As Mirkos and I neared the end of our ride one afternoon, I noticed a skunk waddling his way toward the arena. Although I was debating continuing our ride a little longer, that clinched my decision to stop for the day.
I constantly glanced over my shoulder and peered out from the stall doorway while untacking Mirkos, afraid that the intruder would attack after being discovered. Images of what would happen if we were to be sprayed flashed before my eyes, but the animal did not come for us. Then it hit me–I had to pass the stall to put away the tack and get Mirkos’ dinner. I quietly inched my way toward the feed room and peeked into the stall that had been occupied by the trespasser, my heart racing. But the skunk was gone. I breathed a sigh of relief and mustered up the courage to check every other stall in the barn. He had vanished completely. I was still on guard as I went to get Mirkos’ feed, waiting for the skunk to jump out from a dark corner.
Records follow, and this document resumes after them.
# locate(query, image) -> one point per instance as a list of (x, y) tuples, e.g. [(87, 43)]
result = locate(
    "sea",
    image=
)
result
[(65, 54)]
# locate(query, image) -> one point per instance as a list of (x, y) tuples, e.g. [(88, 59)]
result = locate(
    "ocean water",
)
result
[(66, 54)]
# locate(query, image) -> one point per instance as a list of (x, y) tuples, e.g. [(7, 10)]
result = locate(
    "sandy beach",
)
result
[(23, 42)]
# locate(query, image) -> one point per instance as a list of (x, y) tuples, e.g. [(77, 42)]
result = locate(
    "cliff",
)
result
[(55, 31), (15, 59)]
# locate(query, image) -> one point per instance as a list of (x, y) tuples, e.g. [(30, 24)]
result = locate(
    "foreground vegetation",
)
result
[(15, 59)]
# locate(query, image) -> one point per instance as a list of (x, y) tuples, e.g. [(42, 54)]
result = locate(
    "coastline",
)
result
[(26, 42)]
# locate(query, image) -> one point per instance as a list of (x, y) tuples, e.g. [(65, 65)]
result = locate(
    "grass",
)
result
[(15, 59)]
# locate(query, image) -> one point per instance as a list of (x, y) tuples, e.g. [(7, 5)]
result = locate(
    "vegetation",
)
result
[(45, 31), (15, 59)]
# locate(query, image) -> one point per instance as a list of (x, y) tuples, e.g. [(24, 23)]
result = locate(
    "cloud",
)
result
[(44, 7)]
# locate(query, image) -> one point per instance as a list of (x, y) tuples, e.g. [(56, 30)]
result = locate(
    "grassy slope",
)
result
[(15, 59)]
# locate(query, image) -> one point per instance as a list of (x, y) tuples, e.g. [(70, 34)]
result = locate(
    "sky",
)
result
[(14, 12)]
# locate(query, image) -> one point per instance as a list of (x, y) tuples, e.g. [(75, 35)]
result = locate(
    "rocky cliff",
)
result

I don’t know where he went, but I did not see the skunk again that afternoon. However, as I drove away from the barn, I spotted three baby skunks near the garbage can that sat right outside the doorway of the house where one of the barn workers lives. I honked my horn in hopes that the guy would come to the door, but when he didn’t, I resolved to put myself in the line of fire to save someone else. As I approached the front door, the young pollutants scurried into a drain, but I could still see them watching me. They were adorable, obviously a ploy to lure unsuspecting prey. I worried that mom would lurch from the bushes to attack, but she must have been away gathering food for her offspring. I knocked on the door, but no one came, so I ran for the cover of my car and dialed the barn manager to alert him of my experiences. The next day there were trap-and-release cages set up in the barn. The skunks have been elusive to this day, likely waiting for us humans to get comfortable before they strike again.